Vitalik Buterin has released an official suggestion of a new fee structure for the Ethereum network, called "multidimensional EIP-1559," referring to the previously implemented EIP-1559 upgrade.
The suggestion in a nutshell
Behind the technical lingo, the calculations and formulas are simple suggestions that might, in fact, change the way fees work on Ethereum: the different amounts of gas will be used for different operations on the network.
Today, Ethereum utilizes a scheme in which the same amount of gas is being used for different needs on the network. For example, average transaction data and calldata spend only 3% of the gas on a block, while a "worst-case" block contains 67x times more data.

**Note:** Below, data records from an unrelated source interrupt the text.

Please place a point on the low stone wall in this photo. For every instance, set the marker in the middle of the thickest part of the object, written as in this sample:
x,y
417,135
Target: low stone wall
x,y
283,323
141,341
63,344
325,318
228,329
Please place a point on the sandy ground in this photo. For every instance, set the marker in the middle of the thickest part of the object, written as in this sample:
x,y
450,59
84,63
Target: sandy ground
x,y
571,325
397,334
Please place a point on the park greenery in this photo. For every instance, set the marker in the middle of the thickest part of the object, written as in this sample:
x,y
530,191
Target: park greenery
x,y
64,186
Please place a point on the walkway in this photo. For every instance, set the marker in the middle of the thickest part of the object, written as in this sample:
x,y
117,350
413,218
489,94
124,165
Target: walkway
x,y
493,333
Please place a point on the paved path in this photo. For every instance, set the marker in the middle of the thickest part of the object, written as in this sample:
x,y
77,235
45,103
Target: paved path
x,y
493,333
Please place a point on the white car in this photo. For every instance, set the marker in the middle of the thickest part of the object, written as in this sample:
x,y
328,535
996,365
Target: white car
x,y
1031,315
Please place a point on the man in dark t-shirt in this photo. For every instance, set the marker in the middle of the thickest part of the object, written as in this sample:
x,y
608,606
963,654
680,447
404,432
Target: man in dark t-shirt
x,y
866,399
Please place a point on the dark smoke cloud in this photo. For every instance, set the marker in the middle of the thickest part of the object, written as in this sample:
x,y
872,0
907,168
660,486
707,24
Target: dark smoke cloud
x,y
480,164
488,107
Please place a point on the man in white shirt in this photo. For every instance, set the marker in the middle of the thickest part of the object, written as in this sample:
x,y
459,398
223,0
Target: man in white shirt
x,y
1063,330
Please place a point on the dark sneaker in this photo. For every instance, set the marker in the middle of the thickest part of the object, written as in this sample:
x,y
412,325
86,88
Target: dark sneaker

The usage of a single resource for both worst-case and average-case scenarios does not work optimally. Put simply: users of the Ethereum network pay more when they could pay less for an operation on the network.
The new fee concept will create a fair structure in which gas will be used more optimally, allowing users to spend less on various types of operations like minting, transactions calldata and more.
Ways of realization
Buterin has suggested two ways of realizing the new fee structure on the network: the gas execution cost remains fixed and the operating costs depend on the type of resource used divided on the base fee.
The second, "purer" option, according to Vitalik, requires the implementation of a fixed base fee and unlimited block gas. Priority fees paid to those who produce blocks on the network equals base fees plus a percentage.
In addition to a more sufficient fee structure, the update will add another layer of protection to the network.